Moreover, these formats often store metadata, which remain accessible even if reading lazily.

Some example include:

4.7. Avoid Large Chunks#

Dask workers will generally have as many chunks in memory as the number of core available. Moreover, it is common for a worker to have 2-3 chunks available so it always has something to work on.
Keeping that in mind, if your workers have 4 cores and 1GB chunks, the computation will require at least 4GB. Therefore, large chunks should be avoided to always keep your worker busy and without running out of memory.

Very small chunks should also be avoided as discussed below.

See this blog post on Choosing good chunk size.

4.8. Avoid Large Graphs#

Every operation performed on a chunks will result in a tasks.
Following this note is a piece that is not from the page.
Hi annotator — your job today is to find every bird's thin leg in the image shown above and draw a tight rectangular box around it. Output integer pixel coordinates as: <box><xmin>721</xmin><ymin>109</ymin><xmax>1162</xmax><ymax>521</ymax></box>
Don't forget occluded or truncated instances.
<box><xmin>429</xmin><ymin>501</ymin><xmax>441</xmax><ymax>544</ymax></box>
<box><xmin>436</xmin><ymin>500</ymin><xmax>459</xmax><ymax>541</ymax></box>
While the overhead from tasks scheduling is small (usually 200us to 1ms), this can take substantial amount of time for applications with millions of tasks.

You can build smaller graphs by:

  • Increasing your chunk size

  • Fusing operation together

  • Breaking down your computation

4.9. Processes vs Threads#

If you’re mostly using Numpy, pandas, Scikit-learn, Numba, or other libraries releasing the GIL, then your worker should use threads.
If you’re working with Python object, then processes should be used.

On larger machines (10+ threads), you should probably have a few processes each with multiple threads. Threading performance is only efficient up to a certain point.

For information to configure threads, processes, Dask scheduler, see the scheduler documentation.